Hi Colin

You seem to be following a similar process to AI as to what was used to develop 
the first, nuclear bomb - various approaches were used coupled with great 
experimentation.

Semantically, your inclusion of the term "emergent" in your last message 
undersores this approach for me. I'd like to dwell on its relevance for a few 
seconds. Emergence is regarded as the basis for complex-systems engineering 
(Checkland). Further, Checkland asserted how the debate between complex and 
simple systems would probably give rise to what is regarded as systems 
thinking. This is ancient stuff I'm repeating only to stress the importance of 
its credibility. Thus, on the theoretically basis alone, your experimental 
approach could be deemed to be sound.

Narrow AI, broad AI, AGI? All peas in the same pod of complex-systems thinking. 
The fundamentals still have no significant incentive to change. 

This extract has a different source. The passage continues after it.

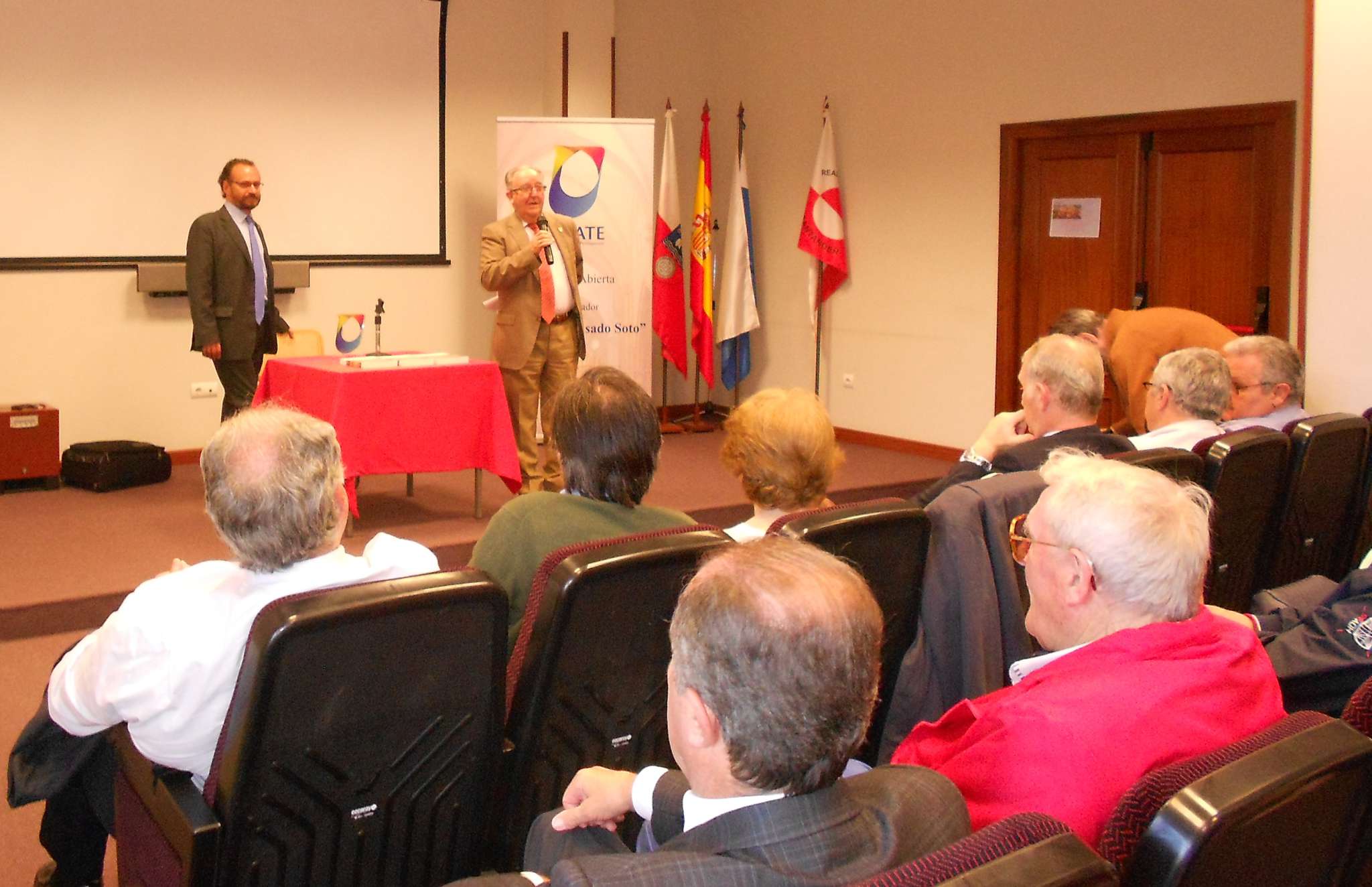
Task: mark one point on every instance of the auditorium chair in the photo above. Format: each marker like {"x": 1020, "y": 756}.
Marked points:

Personally, I would value such an experimental approach on the basis of 
rethinking the whole idea of developing AI. How else was the sound-barrier 
broken? In addition, if one followed the emerging trend in recent, 
adaptively-autonomous technologies, one would be hard pressed to write off your 
approach.  

Just one theoretically-moot point if I may, albeit a semantic one? Any 
institutionalised process effectively is a program of code. As an extension, 
any reduced process - as a procedural implementation - on a computer would 
become a computerized program. Hence, I suppose, your search for a generic 
algorithmic platform. 

In the sense of systemically, as soon as you'd link the "stochastic" 
environment to a computer chip in any way it should emerge as a form of 
computer program. Whilst one understands the need for research to be highly 
focussed on its objectives, one must still have a design framework that would 
not unduly restrict any design in a short-sighted Heisenbergian-Einstein debate.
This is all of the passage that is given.